Planning and Configuring HP DCE 1.7
1-18 Planning and Configuring HP DCE 1.7
About HP DCE/9000 Version 1.7
Notes, Cautions and Warnings Regarding This Release
HP-UX Integrated Login Utilities
Most systems will require the transfer of account information from
/etc/passwd to the DCE Security Registry before the system will be
useful.
The script /usr/sbin/auth.adm is supplied to activate the integrated
login utilities once your system has been set up with the needed
accounts. See Chapter 6 for more information about using the
/usr/sbin/auth.adm script.
Do not use the auth.adm script to activate the HP-UX Integrated login
utilities until after you have set up the accounts necessary for your site
in the DCE security service registry.
The DCE Audit Service
The DCE Audit Service was first released with HP DCE 1.4.x; the DCE
Audit Service provides auditing capabilities for DCE Security and Time
services.
By default, all audit events are disabled (not logged). As part of the
default DCE configuration start-up, the DCEAUDITFILTERON
environment variable is set. When set, the DCEAUDITFILTERON
environment variable specifies that audit event filtering must be utilized
to enable logging the desired set of audit events.

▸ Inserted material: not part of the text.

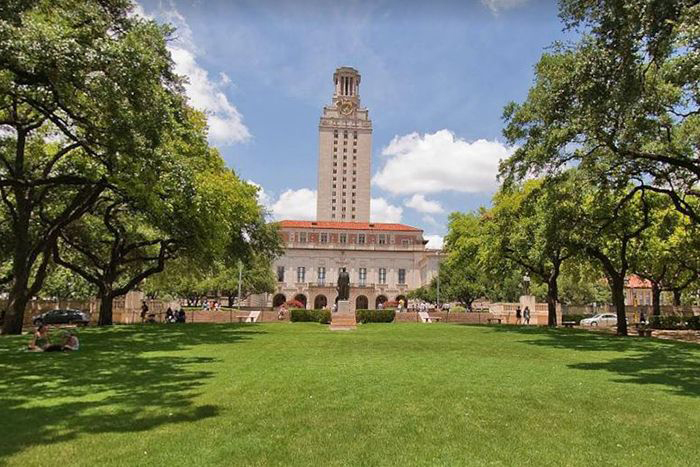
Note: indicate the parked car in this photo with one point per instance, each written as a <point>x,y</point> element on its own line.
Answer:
<point>62,317</point>
<point>601,319</point>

To enable auditing, the auditd server process must be started on any
system where auditing is desired. As part of the standard DCE
configuration start-up for auditd, a set of audit filters is specified for the
Security, DTS and auditd server processes. (You can modify these filters
as necessary for your site.).
You will need to do some planning to determine the degree of audit
proper for your site, and to allow for disk space overhead for your audit
logs. If you want to do some auditing, such as logging and tracking
modifications to the security registry database, audit filtering is highly
recommended. By using audit filtering, it is possible to change the types
of events being audited dynamically, without needing to restart the
servers for the changes to take effect.